われわれ日本人は、労働を美徳とし、遊びを罪悪と決めつけて今日の国家を造り上げた。いつの世にも親や教師が言っていた「よく遊び、よく学べ」は空疎なお題目で、実は誰しもが「よく学び、よく働け」と自らを鞭打って生きてきた。その結果、幸福を希求しつつ幸福の所在を確認できずに一生をおえるという、きわめて不幸な国民像を現出せしめた。

アイデンティティが「労働」であるから、職を奪われれば死ぬのである。死なぬまでも、倒産や失業や左遷や仕事上のミスが、おのれの存在意義をたちまち殆(な)くしてしまうのである。

年間自殺者三万人の根源的原因を日本人は知らぬが、その国民性を客観的に見知っている外国人の識者は、正確に理解しているであろう。われわれはいまだに、明治の富国強兵策に崇られており、その結果としての戦と敗北の記憶に、今も世代を超えて縛められている。

富国強兵の結果の敗戦亡国と、高度成長の結果の不況亡国はほとんど同じで、要するにわれわれは、どのような構造的改革にも増して、明治以来の意識改革をなさねば、おそらくこの先も形のちがう同じような失敗をくり返し続けるであろうと思われる。

この現実を違う角度から眺めると、われわれは学ぶべきことをアメリカから学ばず、学ぶべきでないことばかりを学び続けてきた、とも言えるであろう。

アメリカの国民生活では、労働が美徳であると同時に、労働の対価としての遊びも美徳である。
むろんこの点はアメリカに限らずヨーロッパの先進国でも同様で、もしこの世界常識に異を唱えるとすれば、古くさい共産主義か、戒律でがんじがらめの宗教国家のほかにはあるまい。

私は「よく学び、よく遊べ」の訓えを、まさかお題目だとは思わずに、そのまま素直に実行して成長した。ために当然のごとく社会ではドロップアウトしてしまったのだが、幸い芸が身を助けるかたちで、小説家になることができた。

労働の正当な対価が、賃金ばかりであるはずはない。労働に見合うだけの遊びをせねば、人間は幸福の所在を死ぬまで確認することができない。個々の差こそあれ、ひとりひとりが把握するそうした幸福の実感の集合が、文化国家の実力である。

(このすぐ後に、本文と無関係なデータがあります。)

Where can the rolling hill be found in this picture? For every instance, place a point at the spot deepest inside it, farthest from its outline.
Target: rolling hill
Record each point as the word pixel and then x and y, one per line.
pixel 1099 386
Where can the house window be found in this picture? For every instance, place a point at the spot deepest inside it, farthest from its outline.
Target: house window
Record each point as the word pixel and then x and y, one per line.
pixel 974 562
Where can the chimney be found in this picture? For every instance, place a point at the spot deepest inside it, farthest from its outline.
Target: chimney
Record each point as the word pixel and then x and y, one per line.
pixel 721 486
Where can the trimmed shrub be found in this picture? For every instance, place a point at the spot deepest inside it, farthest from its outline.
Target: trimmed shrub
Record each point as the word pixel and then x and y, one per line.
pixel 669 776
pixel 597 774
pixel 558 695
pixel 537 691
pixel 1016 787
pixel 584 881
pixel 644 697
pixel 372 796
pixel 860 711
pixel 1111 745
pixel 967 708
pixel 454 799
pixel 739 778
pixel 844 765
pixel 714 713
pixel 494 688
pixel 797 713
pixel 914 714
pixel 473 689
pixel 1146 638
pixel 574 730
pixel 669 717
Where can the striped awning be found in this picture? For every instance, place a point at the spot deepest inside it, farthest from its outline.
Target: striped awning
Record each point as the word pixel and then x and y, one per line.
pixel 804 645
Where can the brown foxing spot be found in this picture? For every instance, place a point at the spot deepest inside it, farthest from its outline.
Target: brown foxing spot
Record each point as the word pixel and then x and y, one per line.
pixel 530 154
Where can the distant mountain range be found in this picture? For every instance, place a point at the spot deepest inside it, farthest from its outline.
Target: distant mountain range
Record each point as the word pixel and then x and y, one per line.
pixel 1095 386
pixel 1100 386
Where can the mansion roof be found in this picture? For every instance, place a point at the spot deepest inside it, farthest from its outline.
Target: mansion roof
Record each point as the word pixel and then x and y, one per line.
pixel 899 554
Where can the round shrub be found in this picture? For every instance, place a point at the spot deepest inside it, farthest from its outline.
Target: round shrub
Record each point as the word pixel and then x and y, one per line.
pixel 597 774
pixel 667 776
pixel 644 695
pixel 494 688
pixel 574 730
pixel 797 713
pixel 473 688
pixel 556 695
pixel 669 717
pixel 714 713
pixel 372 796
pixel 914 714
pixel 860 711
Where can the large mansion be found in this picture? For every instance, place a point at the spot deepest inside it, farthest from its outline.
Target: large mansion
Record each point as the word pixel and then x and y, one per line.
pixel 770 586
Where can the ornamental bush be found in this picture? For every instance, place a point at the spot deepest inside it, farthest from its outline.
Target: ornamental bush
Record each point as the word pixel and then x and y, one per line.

ところが、若い世代の人々はあんがい遊び上手で、それぞれが幸福の確認をきちんとしている。
今の若者がそうなのか、いつの時代でもそういうものなのかは問題となるところであるが、いずれにせよ未来のためには、遊び下手なわれらオヤジ世代が自ら意識改革をなす必要があろうと私は思った。

■聖地のリゾート・カジノ

大観光国家エジプトがその威信をかけたスーパー・リゾート「シャルム・エル・シェイク」は、モーセの行く手に割れた紅海のほとりである。シナイ山の赤い山肌が、紅海に面して途切れる砂漠ともビーチともつかぬ広大な砂地に、巨大なリゾート・ホテルが建ち並んでいた。海と空と砂のほかには、何もない。シャルム・エル・シェイクは、都会人の渇望する 「無為」と「非日常」のリゾートである。

つねづね思うのだが、どうして日本にはこうした根元的なコンセプトを持ったリゾートができないのであろう。「無為」と「非日常」が最も必要な国民であるはずなのに。

個々の生産性に見合うだけの、人間的な幸福を確認する場所がない。労働という不幸だけが人生を被い、ならば労働そのものが幸福なのだとおのれに言い聞かせつつ生きる。かくてその労働の場を奪われれば、いともたやすく自殺してしまう。

すなわち、そうした悲劇的国民性の中で希求するリゾートは、決して「無為」であってはならず、「非日常」であってもならぬのであろう。仕事と遊びの中間にある「付き合い」という曖昧な時間を過ごし、たまの休みには東洋的悪習慣により、家庭をそっくりワゴン車に詰めこんで、ささやかな旅に出る。すべてがそうであるから、リゾートのコンセプトは「接待に便利な」か、「家族そろって楽しめる」かの、どちらかになる。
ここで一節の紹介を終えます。